Die Prostata ist eine kastanienförmige Drüse, die unterhalb der Harnblase liegt und den oberen Teil der Harnröhre umschliesst. Der Aufbau der Prostata gleicht dem einer Orange. Das Innere der Vorsteherdrüse, das Prostatagewebe, ist mit dem Fruchtfleisch einer Orange vergleichbar und die äussere Orangenschale mit der Prostatakapsel. Ein Tumor entsteht meist in der Prostatakapsel. Anfangs ist der kleine Tumor bei der Tastuntersuchung nicht fühlbar und verursacht in der Regel keine Beschwerden beim Wasserlassen.

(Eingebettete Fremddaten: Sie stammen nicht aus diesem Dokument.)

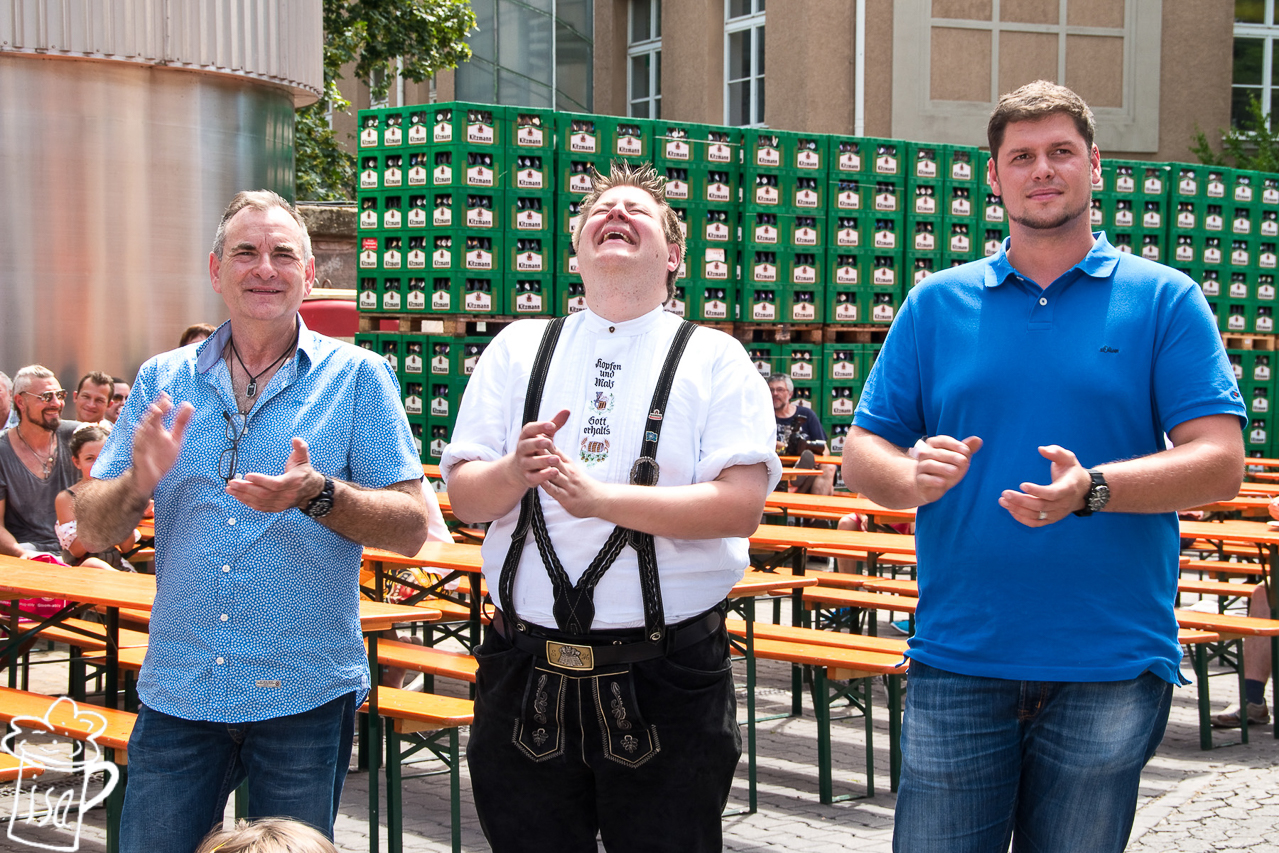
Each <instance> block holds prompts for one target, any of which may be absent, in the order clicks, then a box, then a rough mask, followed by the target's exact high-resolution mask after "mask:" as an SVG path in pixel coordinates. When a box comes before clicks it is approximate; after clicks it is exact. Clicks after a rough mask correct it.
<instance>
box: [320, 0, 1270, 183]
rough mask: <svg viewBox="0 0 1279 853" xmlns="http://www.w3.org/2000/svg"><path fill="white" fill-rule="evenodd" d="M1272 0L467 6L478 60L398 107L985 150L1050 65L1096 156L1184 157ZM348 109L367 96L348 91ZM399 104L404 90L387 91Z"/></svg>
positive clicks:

Im zweiten Stadium wird der Tumor grösser. Auch wenn er sich noch innerhalb der Prostatakapsel befindet, ist er bei der Tastuntersuchung bereits rektal fühlbar. Im dritten Stadium durchbricht der Tumor die Prostatakapsel. Im letzten Stadium wächst er auch ausserhalb der Prostata, er befällt Nachbarorgane und bildet Metastasen.  

Neue Therapiemöglichkeit mit hochintensiv fokussiertem Ultraschall (HIFU)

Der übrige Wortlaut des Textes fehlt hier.